Whole-cell activity was also measured and is shown in Fig. 6B. The sample of Ag43-138-BsCel5 obtained the highest specific activity, which was 4.65 times of cells containing intracellular BsCel5. On the other hand, the activity of cells containing Ag43-700-BsCel5 was 1.77 times of cells containing intracellular BsCel5. In addition, all the recombinant BsCel5 are thermal stable. At temperatures ranging from 55 to 60 °C, surface-displayed cellulase (pET28a-Ag43-138-BsCel5) shows a higher activity than that of intracellular cellulase (BsCel5). At higher temperatures (up to 79.5 °C), the displayed BsCel5 decreased to 38% residual activity, while BsCel5 preserves 55.2% residual activity (Fig. 6C). It is because the BsCel5 on the cell surface contacted the external environment more directly and became more unstable.
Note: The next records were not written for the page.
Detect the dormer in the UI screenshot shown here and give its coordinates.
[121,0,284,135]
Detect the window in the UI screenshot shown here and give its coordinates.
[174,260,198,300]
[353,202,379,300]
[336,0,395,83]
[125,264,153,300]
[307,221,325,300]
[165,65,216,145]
The whole-cell catalyst has been developed by expressing the endoglucanase (Cel5A), exoglucanase (Cel9E), and β-glucosidase (BGL) from Clostridium cellulolyticum on the cell surface of E. coli via the co-displaying by three cellulases fusing with PgsA separately or positional assembly by outer membrane vesicles (OMV) (Ryu and Karim 2011; Park et al. 2012). Moreover, the cellulase was also displayed in another strain, Zymobacter palmae (Kojima et al. 2012). Cellulase-mediated biodegradation of cellulose is one promising approach in global carbon recycling (Ng et al. 2010, 2011), and this biodegradation is also a potential consolidated bioprocessing (CBP) platform for effective production of biocommodities (Arora et al. 2015; Liao et al. 2011; Obeng et al. 2017). Therefore, BsCel5 surface display by Ag43 may be a new approach for whole-cell catalysis and CBP in the future.

Conclusion

We successfully expressed targeted passenger proteins displayed on the cell surface of E. coli by means of Ag43. The fusion site at the 138th aa was better for surface display of target proteins than the site at the 700th aa. Thus, the Ag43 fragment of 138–700 aa may be critically important for the translocation process. Moreover, this is the first attempt to explore the bioconversion of cellulose by surface display of cellulase (BsCel5) via an Ag43-mediated system which is a simple and cost-effective strategy for cellulosic biorefinery in the future.